Luckily Sylvia’s job allows her to work from home.

”I will be home but I also need to do my job so we’re really not sure what this is going to look like, but I know we’re really blessed and in a situation that a lot of people aren’t in that I can be home and work here and be able to be supportive of the kids,” said Sylvia.

So for parents working full-time outside the home, there are some options.

If you’re an essential worker, the YMCA still has spots open for free childcare at several locations. You can find those locations here: www.ymcamemphis.org.

SCS is working with the YMCA to provide childcare support during virtual learning.

Those plans are not quite finalized, but should be released soon, however, for the Crum family it’s not just childcare that is a concern -- it’s how relying on a digital device for 6 and half hours a day could affect their children’s learning.

”Developmentally, I mean I’m 43 and I‘m not doing a good job sitting in front of a computer that long,” said Teddy Crum who is also a 5th-grade teacher in SCS.

Shelby Co. Schools returning call to go all virtual in August

According to district leaders, he will have the option to either teach virtually from home or inside the school with no children present but not all teachers will have that option.

On Monday, Memphis/Shelby County United, a group of educational stakeholders, held a “Die-In” at the Shelby County government building in downtown Memphis.

They want school districts across Tennessee to also choose to be 100% virtual.

”We applaud Dr. Ray for sending the kids virtually but there’s a lot of districts around here, a lot of municipal districts, don’t have that option. I’ve got friends that work in that district but they’re going to be like live rats in a cage,” said Will Kelley who was one of the participants at the event.

All of the Shelby County municipal school districts have either a hybrid plan or parents can choose an all virtual or in-person learning experience.

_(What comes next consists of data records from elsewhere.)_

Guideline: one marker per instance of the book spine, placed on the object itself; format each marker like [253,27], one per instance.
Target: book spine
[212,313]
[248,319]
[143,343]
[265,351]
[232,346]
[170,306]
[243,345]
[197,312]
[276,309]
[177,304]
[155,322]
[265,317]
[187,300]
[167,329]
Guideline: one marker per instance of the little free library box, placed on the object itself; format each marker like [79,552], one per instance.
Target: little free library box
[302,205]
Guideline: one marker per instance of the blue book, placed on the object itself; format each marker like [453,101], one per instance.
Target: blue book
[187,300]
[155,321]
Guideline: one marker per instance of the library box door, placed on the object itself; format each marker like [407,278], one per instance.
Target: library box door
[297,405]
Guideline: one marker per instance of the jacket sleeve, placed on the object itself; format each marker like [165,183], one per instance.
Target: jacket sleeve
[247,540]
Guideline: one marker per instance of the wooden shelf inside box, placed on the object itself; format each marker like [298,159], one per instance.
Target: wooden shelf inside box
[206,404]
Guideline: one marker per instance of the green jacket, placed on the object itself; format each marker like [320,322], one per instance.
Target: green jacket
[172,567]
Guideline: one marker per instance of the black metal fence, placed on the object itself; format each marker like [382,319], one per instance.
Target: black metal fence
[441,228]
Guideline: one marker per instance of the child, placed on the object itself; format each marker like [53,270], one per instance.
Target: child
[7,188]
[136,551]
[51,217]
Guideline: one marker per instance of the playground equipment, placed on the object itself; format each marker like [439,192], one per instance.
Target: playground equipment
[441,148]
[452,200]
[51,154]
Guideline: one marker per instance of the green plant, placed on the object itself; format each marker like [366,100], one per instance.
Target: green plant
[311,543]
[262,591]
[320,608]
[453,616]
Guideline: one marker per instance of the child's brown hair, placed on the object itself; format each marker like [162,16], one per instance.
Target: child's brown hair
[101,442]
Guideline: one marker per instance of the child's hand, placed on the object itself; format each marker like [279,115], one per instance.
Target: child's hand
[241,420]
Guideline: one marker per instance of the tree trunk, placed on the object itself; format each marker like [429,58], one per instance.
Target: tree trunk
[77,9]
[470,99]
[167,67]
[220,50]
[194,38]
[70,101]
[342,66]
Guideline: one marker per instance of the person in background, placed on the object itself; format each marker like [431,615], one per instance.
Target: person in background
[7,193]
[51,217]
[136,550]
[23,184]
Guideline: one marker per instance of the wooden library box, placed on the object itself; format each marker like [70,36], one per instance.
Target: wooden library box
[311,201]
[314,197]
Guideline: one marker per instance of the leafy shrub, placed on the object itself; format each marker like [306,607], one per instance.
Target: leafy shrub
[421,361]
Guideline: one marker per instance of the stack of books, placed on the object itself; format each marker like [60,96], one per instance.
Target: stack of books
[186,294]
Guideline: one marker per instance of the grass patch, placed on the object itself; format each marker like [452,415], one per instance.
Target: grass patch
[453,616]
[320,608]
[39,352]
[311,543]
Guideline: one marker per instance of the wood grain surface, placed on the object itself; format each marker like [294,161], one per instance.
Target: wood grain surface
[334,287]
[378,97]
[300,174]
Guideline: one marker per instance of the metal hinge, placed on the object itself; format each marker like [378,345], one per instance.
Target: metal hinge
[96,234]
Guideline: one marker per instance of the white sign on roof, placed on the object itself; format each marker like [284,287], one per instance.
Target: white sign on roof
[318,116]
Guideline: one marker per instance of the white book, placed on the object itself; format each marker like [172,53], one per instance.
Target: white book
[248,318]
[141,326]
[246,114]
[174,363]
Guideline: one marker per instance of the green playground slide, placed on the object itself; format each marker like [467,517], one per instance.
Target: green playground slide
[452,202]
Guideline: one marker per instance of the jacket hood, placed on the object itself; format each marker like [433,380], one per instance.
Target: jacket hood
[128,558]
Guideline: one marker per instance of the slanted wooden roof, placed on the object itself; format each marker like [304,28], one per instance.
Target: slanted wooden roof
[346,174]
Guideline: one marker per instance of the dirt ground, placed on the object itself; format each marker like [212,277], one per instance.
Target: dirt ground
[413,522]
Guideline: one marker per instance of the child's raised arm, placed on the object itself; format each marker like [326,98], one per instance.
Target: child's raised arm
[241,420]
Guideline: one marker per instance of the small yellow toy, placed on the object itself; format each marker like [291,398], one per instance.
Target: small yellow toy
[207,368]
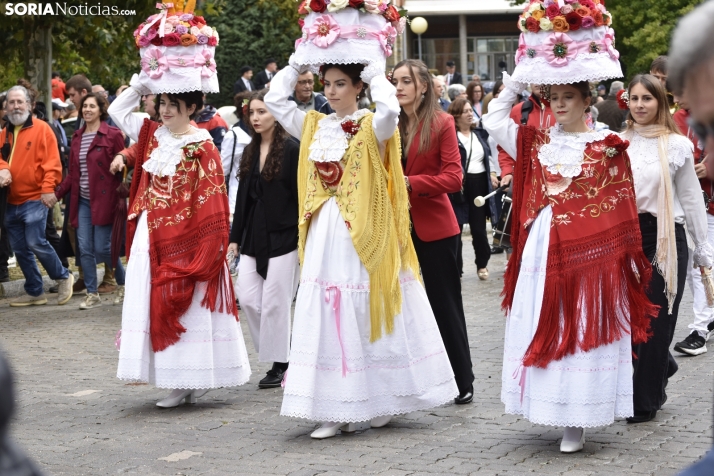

The Crums say they are happy that everyone in SCS will be under the same plan, but this coming year certainly won’t be an easy one.

”No matter what parents’ situation is, this is going to be a heavy lift this year,” said Crum.

To help with childcare assistance during virtual learning, the YMCA says they are still looking for community organizations and or churches that would like to partner with them to help host virtual learning sites.